1. Task context (role and what Claude is doing)
2. Tone context (e.g. "stay factual and confident, refuse if unsure")
3. Background data / documents / images (the static stuff that never changes, perfect for prompt caching)
4. Detailed task description and rules
5. Examples (few-shot, ideally wrapped in XML)
6. Conversation history (if user-facing)
7. Immediate task / request
8. Reminder of important guidelines (anti-hallucination instructions, refusal rules)
9. Thinking step-by-step
10. Output formatting

**Specific tactics surfaced (not generic "be specific" advice):**

- **Order matters more than people realise.** The presenters explicitly told Claude to read the form *before* the sketch, same logic a human would use, since the doodle is meaningless without the form's context. Reordering alone moved Claude from "unsure" to "Vehicle B at fault." Whenever multiple inputs feed a judgment, prescribe the inspection order.
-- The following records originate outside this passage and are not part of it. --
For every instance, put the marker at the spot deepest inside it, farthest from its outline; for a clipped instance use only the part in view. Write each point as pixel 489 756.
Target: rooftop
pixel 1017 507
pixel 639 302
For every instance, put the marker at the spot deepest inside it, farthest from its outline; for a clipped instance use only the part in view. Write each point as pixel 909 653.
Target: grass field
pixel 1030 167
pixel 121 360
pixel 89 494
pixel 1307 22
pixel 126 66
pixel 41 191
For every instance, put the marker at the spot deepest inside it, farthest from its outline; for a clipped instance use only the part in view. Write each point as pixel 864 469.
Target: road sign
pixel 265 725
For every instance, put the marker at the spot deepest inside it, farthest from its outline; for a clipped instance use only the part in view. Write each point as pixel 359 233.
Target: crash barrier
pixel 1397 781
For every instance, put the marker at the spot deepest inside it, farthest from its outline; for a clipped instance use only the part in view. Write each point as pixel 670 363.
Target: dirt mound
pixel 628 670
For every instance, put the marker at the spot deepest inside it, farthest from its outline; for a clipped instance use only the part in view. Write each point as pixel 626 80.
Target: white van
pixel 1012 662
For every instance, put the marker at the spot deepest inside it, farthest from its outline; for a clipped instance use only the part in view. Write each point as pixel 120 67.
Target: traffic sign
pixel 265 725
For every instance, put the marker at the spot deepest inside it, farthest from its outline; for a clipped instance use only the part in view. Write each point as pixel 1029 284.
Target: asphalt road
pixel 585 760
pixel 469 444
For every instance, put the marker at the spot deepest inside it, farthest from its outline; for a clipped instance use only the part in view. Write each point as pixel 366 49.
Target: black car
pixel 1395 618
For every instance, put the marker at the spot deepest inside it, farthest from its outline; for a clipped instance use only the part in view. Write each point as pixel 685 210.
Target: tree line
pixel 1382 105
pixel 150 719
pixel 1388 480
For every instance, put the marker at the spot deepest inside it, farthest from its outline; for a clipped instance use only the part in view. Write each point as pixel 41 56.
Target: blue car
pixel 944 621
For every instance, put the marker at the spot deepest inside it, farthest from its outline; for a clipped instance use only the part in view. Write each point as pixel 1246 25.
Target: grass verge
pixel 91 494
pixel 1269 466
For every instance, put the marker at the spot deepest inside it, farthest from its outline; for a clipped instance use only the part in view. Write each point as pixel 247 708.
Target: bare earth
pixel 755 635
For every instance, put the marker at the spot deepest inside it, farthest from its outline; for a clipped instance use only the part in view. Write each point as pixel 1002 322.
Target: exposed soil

- **Static vs dynamic content split.** The 17-row Swedish form description belongs in the *system prompt* (cacheable, never changes); the filled-in image goes in the user message. This is the biggest cost lever once you scale, and Claude stops re-narrating the form structure on every call.
- **XML tags beat Markdown for sectioning.** Claude was fine-tuned heavily on XML, so wrappers like `<form_structure>`, `<examples>`, `<final_verdict>` give it explicit anchors to refer back to. They also make output parsing trivial.
- **Prefill = forced output shape.** Stuffing `[` or `<final_verdict>` as the first assistant token forces JSON or wrapped output without preamble. Use this when piping Claude into a SQL/JSON pipeline.
- **Extended thinking is a prompt-engineering crutch.** Turn it on, read the thinking transcript, see *how* Claude reasons about your data, then bake the missing intuition back into the system prompt. Cheaper long-term than leaving thinking always-on.
- **Tone instruction = hallucination control.** "Stay factual, only commit when confident, refuse if the sketch is unintelligible" is a cheap, reliable refusal lever. Pair it with "cite which checkbox you saw", every factual claim must reference the source row.
- **Few-shot with images works.** You can base64-encode example images inside the system prompt and label them with the right verdict. For ambiguous edge cases, the demo presenters recommend tens-to-hundreds of human-labeled examples, that's the production scale, not 2-3.
- **"Carefully examine" has side effects.** Adding "carefully examine each box" made Claude verbose, narrating every checkbox. Verbosity is a knob: dial it in via instructions like "list only checked boxes" if you don't want the play-by-play.
- **Settings used in the demo:** Claude 4 (Sonnet), temperature 0, generous max_tokens. Standard for deterministic structured-output tasks.
- **The reminder block matters.** Repeating critical rules at the *end* of the prompt (after all the context) measurably reduces drift. "Answer only if confident. Cite your evidence. Wrap final answer in `<final_verdict>`."